The entertainment giant said in a statement on Sunday that Iger would again take the helm, effective immediately, after Iger’s hand-picked successor, Bob Chapek, has been scrutinized for his management of the company. Disney’s third-quarter earnings underperformed Wall Street’s expectations, with its theme park business also delivering less than what analysts had projected despite reporting a surge in revenue.
Iger has signed on as CEO for two years, with a mandate from the board “to set the strategic direction for renewed growth and to work closely with the Board in developing a successor to lead the Company at the completion of his term,” Disney said in a statement.
Investors celebrated the news. Shares of Disney increased around 9% in early trading Monday. Year to date through November 18, shares of Disney have fallen 41%, with the stock hitting a 52-week low on November 9.
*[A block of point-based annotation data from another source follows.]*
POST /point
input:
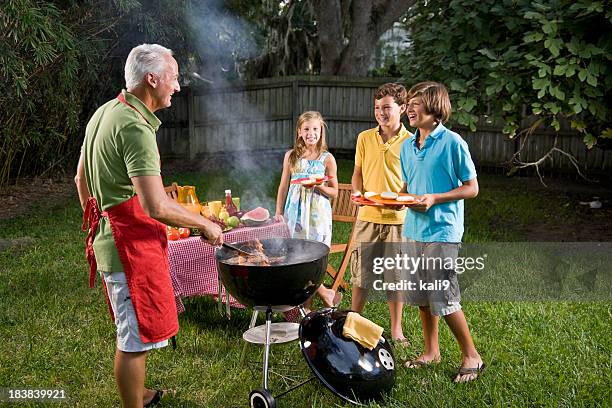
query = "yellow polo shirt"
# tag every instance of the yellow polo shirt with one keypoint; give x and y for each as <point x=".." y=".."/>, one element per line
<point x="381" y="171"/>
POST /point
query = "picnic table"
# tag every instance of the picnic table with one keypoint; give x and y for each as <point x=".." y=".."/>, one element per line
<point x="193" y="267"/>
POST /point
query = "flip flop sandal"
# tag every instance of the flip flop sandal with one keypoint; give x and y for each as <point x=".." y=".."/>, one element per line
<point x="156" y="399"/>
<point x="401" y="343"/>
<point x="472" y="370"/>
<point x="418" y="364"/>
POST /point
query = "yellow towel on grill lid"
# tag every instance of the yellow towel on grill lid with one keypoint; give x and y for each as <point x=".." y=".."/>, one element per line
<point x="362" y="330"/>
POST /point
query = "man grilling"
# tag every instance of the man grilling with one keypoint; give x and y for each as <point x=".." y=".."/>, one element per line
<point x="121" y="191"/>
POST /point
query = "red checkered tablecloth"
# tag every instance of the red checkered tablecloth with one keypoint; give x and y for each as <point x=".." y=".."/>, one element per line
<point x="193" y="268"/>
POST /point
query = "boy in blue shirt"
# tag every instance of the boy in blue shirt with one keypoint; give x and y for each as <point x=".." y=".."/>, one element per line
<point x="437" y="168"/>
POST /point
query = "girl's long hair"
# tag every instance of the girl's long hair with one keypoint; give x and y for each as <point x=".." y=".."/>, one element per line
<point x="299" y="145"/>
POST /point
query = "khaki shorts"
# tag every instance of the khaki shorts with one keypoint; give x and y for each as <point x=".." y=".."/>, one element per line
<point x="441" y="300"/>
<point x="366" y="232"/>
<point x="128" y="336"/>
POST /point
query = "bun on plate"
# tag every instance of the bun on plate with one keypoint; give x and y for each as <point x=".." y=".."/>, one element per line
<point x="388" y="195"/>
<point x="317" y="177"/>
<point x="405" y="198"/>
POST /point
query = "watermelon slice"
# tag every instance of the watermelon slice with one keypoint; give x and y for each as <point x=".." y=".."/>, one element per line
<point x="255" y="217"/>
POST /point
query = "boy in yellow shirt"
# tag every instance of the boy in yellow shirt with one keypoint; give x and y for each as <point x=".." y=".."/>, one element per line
<point x="378" y="169"/>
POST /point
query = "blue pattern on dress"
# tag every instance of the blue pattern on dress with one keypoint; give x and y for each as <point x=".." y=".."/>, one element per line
<point x="307" y="211"/>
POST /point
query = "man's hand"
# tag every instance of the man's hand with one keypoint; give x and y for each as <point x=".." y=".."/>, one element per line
<point x="423" y="203"/>
<point x="213" y="233"/>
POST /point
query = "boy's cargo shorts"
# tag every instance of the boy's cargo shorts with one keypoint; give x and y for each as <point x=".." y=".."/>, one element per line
<point x="435" y="279"/>
<point x="369" y="232"/>
<point x="128" y="337"/>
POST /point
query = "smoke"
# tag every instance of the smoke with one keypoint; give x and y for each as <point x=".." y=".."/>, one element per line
<point x="229" y="119"/>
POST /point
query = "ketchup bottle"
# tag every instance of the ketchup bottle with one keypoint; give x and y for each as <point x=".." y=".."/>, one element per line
<point x="229" y="203"/>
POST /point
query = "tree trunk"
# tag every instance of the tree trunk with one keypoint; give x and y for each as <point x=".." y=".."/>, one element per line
<point x="350" y="53"/>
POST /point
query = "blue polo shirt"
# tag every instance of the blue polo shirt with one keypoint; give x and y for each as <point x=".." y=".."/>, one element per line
<point x="442" y="165"/>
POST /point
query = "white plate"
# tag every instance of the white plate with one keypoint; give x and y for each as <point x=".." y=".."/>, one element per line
<point x="405" y="198"/>
<point x="388" y="195"/>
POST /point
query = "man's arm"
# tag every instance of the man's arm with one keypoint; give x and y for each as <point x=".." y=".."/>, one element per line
<point x="469" y="189"/>
<point x="158" y="205"/>
<point x="81" y="182"/>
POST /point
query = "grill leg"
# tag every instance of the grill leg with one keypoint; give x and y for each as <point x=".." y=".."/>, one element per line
<point x="267" y="346"/>
<point x="246" y="343"/>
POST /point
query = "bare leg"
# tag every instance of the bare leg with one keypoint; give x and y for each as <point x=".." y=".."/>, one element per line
<point x="469" y="356"/>
<point x="130" y="375"/>
<point x="359" y="296"/>
<point x="429" y="322"/>
<point x="395" y="311"/>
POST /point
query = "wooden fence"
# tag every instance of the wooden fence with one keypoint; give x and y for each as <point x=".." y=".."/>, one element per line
<point x="261" y="115"/>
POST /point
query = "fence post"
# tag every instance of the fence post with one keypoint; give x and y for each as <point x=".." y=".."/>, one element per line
<point x="191" y="146"/>
<point x="295" y="100"/>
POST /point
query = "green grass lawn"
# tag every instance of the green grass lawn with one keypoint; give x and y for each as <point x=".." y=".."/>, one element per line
<point x="57" y="333"/>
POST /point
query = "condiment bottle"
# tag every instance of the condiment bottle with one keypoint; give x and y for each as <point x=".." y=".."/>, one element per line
<point x="229" y="203"/>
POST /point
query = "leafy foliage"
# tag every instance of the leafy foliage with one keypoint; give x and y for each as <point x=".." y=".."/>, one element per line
<point x="548" y="59"/>
<point x="59" y="61"/>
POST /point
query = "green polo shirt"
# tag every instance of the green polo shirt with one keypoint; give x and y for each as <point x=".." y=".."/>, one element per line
<point x="119" y="143"/>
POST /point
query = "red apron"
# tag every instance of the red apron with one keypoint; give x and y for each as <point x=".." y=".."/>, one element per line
<point x="143" y="250"/>
<point x="142" y="245"/>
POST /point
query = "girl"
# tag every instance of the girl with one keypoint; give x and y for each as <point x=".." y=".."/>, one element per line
<point x="307" y="210"/>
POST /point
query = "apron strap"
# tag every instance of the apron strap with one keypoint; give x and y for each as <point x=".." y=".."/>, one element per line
<point x="91" y="221"/>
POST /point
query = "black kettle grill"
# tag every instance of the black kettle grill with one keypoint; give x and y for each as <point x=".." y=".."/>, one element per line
<point x="349" y="370"/>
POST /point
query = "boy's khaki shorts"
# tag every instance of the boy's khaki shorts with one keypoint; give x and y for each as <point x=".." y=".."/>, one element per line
<point x="366" y="232"/>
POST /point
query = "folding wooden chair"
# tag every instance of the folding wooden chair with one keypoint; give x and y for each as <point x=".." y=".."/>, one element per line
<point x="343" y="210"/>
<point x="172" y="191"/>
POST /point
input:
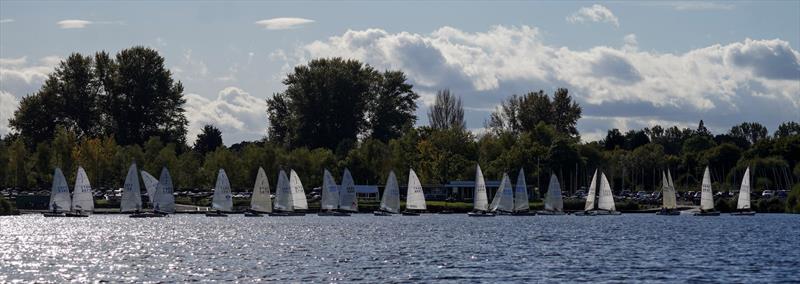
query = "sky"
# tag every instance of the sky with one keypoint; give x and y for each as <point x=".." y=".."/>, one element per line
<point x="629" y="64"/>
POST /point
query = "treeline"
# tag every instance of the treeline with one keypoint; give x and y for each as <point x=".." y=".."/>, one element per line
<point x="104" y="113"/>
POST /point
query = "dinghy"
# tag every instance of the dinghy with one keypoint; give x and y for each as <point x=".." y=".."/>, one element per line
<point x="503" y="201"/>
<point x="521" y="205"/>
<point x="480" y="202"/>
<point x="669" y="199"/>
<point x="284" y="202"/>
<point x="260" y="201"/>
<point x="150" y="184"/>
<point x="553" y="202"/>
<point x="222" y="201"/>
<point x="707" y="197"/>
<point x="131" y="201"/>
<point x="164" y="200"/>
<point x="82" y="198"/>
<point x="390" y="201"/>
<point x="743" y="204"/>
<point x="59" y="196"/>
<point x="415" y="197"/>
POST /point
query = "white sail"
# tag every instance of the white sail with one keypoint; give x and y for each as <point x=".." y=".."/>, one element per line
<point x="669" y="198"/>
<point x="260" y="200"/>
<point x="283" y="193"/>
<point x="223" y="198"/>
<point x="82" y="198"/>
<point x="415" y="197"/>
<point x="131" y="192"/>
<point x="506" y="191"/>
<point x="299" y="201"/>
<point x="330" y="192"/>
<point x="164" y="200"/>
<point x="606" y="200"/>
<point x="59" y="193"/>
<point x="348" y="199"/>
<point x="521" y="193"/>
<point x="707" y="196"/>
<point x="744" y="192"/>
<point x="150" y="184"/>
<point x="592" y="192"/>
<point x="553" y="200"/>
<point x="480" y="201"/>
<point x="390" y="202"/>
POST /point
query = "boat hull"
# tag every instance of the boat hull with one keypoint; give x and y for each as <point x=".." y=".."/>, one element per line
<point x="333" y="213"/>
<point x="480" y="214"/>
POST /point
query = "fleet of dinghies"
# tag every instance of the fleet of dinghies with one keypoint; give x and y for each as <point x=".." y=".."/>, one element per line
<point x="342" y="200"/>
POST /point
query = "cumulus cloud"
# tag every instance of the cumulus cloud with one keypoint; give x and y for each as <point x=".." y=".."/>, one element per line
<point x="595" y="13"/>
<point x="283" y="23"/>
<point x="239" y="115"/>
<point x="73" y="24"/>
<point x="723" y="84"/>
<point x="8" y="104"/>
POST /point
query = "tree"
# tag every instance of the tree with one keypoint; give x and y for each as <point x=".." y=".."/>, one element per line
<point x="787" y="129"/>
<point x="208" y="140"/>
<point x="394" y="107"/>
<point x="750" y="131"/>
<point x="447" y="112"/>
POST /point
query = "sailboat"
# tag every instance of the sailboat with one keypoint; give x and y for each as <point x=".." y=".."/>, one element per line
<point x="222" y="201"/>
<point x="284" y="200"/>
<point x="82" y="198"/>
<point x="521" y="205"/>
<point x="553" y="202"/>
<point x="338" y="201"/>
<point x="503" y="201"/>
<point x="669" y="199"/>
<point x="415" y="197"/>
<point x="605" y="204"/>
<point x="390" y="201"/>
<point x="706" y="197"/>
<point x="59" y="196"/>
<point x="164" y="200"/>
<point x="743" y="204"/>
<point x="131" y="201"/>
<point x="150" y="184"/>
<point x="480" y="202"/>
<point x="260" y="201"/>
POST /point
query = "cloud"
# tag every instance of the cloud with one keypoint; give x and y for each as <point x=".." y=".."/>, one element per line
<point x="239" y="115"/>
<point x="73" y="24"/>
<point x="8" y="104"/>
<point x="283" y="23"/>
<point x="595" y="13"/>
<point x="723" y="84"/>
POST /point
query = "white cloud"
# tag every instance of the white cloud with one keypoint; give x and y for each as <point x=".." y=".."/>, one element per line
<point x="595" y="13"/>
<point x="723" y="83"/>
<point x="73" y="24"/>
<point x="239" y="115"/>
<point x="283" y="23"/>
<point x="8" y="104"/>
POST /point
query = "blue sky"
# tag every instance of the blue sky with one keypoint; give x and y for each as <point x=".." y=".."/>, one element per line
<point x="629" y="64"/>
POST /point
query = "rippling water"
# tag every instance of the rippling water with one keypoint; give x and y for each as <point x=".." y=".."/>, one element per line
<point x="364" y="248"/>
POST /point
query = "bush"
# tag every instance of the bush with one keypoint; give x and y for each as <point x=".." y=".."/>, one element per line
<point x="793" y="201"/>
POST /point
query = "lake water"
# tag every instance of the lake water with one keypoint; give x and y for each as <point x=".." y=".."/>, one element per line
<point x="429" y="248"/>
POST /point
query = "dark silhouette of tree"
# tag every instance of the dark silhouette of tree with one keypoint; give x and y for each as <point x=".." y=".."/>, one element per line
<point x="393" y="108"/>
<point x="131" y="98"/>
<point x="447" y="112"/>
<point x="208" y="140"/>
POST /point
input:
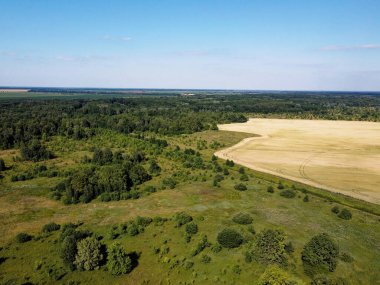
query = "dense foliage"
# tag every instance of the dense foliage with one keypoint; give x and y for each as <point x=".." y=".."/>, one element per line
<point x="118" y="260"/>
<point x="230" y="238"/>
<point x="320" y="255"/>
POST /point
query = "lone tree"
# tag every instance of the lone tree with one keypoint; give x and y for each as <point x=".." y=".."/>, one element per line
<point x="270" y="247"/>
<point x="320" y="255"/>
<point x="230" y="238"/>
<point x="35" y="151"/>
<point x="119" y="261"/>
<point x="89" y="254"/>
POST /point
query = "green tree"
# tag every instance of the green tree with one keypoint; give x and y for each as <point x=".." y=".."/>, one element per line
<point x="320" y="255"/>
<point x="269" y="247"/>
<point x="274" y="275"/>
<point x="2" y="165"/>
<point x="119" y="261"/>
<point x="89" y="254"/>
<point x="230" y="238"/>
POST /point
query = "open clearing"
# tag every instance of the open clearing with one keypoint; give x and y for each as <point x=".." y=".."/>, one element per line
<point x="340" y="156"/>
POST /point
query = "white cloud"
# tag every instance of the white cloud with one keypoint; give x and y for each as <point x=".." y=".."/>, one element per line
<point x="356" y="47"/>
<point x="116" y="38"/>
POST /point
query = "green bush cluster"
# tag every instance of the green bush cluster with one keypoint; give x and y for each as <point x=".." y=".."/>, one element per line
<point x="51" y="227"/>
<point x="240" y="187"/>
<point x="242" y="219"/>
<point x="320" y="255"/>
<point x="230" y="238"/>
<point x="182" y="218"/>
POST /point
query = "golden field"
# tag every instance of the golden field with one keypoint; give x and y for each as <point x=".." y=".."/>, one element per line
<point x="340" y="156"/>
Invesco’s robust lineup of ETFs includes three funds that offer meaningful exposure to Disney: the Invesco NASDAQ Internet ETF (PNQI ), the Invesco Dynamic Media ETF (PBS ), and the Invesco Dynamic Leisure & Entertainment ETF (PEJ ).
PNQI is based on the Nasdaq CTA Internet Index, which includes companies whose primary businesses include internet-related services including, but not limited to, internet software, internet search engines, web hosting, website design, or internet retail commerce as determined by the Consumer Technology Association (CTA).
PBS tracks the Dynamic Media Intellidex℠ Index, which is designed to evaluate companies based on a variety of investment merit criteria, including price momentum, earnings momentum, quality, management action, and value. The index is comprised of 30 U.S. media companies that are principally engaged in the development, production, sale, and distribution of goods or services used in the media industry.
PEJ is based on the Dynamic Leisure & Entertainment Intellidex℠ Index. The index behind PEJ and PBS utilize the same evaluation process and criteria. The index comprises 30 U.S. leisure and entertainment companies that are principally engaged in the design, production, or distribution of goods or services in the leisure and entertainment industries.